A graphical calculus for semi-groupal categories

TL;DR

This paper develops a graphical calculus for semi-groupal categories, extending Joyal and Street's work on monoidal categories, and introduces frameworks and constructions to formalize and relate these graphical representations.

Contribution

It introduces topological and combinatorial frameworks for semi-groupal graphical calculus, and connects these to existing theories of monoidal categories and upward planar drawings.

Findings

Established equivalence between graphical calculus and upward planar drawings.

Constructed the category of semi-tensor schemes and free monoidal categories.
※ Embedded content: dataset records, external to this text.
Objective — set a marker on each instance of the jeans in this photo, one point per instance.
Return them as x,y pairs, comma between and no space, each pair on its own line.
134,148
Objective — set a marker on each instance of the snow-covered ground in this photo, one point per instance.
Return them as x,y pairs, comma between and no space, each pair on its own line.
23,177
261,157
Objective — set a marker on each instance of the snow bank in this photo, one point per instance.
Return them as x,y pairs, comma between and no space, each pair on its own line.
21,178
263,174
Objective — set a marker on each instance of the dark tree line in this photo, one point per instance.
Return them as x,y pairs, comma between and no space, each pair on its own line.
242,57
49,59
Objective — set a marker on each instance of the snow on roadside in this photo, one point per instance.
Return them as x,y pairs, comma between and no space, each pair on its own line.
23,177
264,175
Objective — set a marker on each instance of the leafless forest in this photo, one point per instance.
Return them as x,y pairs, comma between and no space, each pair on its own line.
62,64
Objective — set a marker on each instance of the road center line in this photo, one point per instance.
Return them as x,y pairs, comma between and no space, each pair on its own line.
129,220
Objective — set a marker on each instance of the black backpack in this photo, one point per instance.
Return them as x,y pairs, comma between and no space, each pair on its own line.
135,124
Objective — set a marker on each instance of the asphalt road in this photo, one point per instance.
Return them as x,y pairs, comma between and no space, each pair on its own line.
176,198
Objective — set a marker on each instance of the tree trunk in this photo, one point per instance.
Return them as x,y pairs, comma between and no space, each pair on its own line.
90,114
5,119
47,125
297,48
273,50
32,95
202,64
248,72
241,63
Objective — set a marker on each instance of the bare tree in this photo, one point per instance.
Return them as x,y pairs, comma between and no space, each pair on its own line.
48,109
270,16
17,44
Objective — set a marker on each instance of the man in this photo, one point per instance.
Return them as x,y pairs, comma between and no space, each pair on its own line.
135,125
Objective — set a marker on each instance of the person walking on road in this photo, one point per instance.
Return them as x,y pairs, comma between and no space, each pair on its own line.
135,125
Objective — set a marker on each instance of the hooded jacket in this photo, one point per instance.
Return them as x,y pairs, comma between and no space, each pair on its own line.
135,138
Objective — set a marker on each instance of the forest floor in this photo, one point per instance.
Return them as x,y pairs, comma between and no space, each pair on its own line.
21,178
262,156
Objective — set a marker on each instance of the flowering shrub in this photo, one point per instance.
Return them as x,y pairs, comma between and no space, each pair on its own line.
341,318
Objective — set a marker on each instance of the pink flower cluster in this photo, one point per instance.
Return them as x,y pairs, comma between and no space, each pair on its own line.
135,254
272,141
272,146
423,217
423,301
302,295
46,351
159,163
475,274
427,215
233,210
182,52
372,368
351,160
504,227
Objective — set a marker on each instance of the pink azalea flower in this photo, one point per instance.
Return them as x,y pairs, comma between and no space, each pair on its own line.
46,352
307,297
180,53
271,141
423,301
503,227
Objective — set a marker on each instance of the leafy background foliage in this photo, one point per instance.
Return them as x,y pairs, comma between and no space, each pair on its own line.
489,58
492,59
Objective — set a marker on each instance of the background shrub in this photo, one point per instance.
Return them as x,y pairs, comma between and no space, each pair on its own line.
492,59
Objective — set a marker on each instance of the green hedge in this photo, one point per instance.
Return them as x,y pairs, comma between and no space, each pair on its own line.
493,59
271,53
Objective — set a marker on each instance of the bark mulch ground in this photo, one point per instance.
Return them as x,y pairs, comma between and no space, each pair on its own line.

Linked the unit convention to quotient constructions and existing monoidal category theories.

Abstract

Around the year 1988, Joyal and Street established a graphical calculus for monoidal categories, which provides a firm foundation for many explorations of graphical notations in mathematics and physics. For a deeper understanding of their work, we consider a similar graphical calculus for semi-groupal categories. We introduce two frameworks to formalize this graphical calculus, a topological one based on the notion of a processive plane graph and a combinatorial one based on the notion of a planarly ordered processive graph, which serves as a combinatorial counterpart of a deformation class of processive plane graphs. We demonstrate the equivalence of Joyal and Street's graphical calculus and the theory of upward planar drawings. We introduce the category of semi-tensor schemes, and give a construction of a free monoidal category on a semi-tensor scheme. We deduce the unit convention as a kind of quotient construction, and show an idea to generalize the unit convention. Finally, we clarify the relation of the unit convention and Joyal and Street's construction of a free monoidal category on a tensor scheme.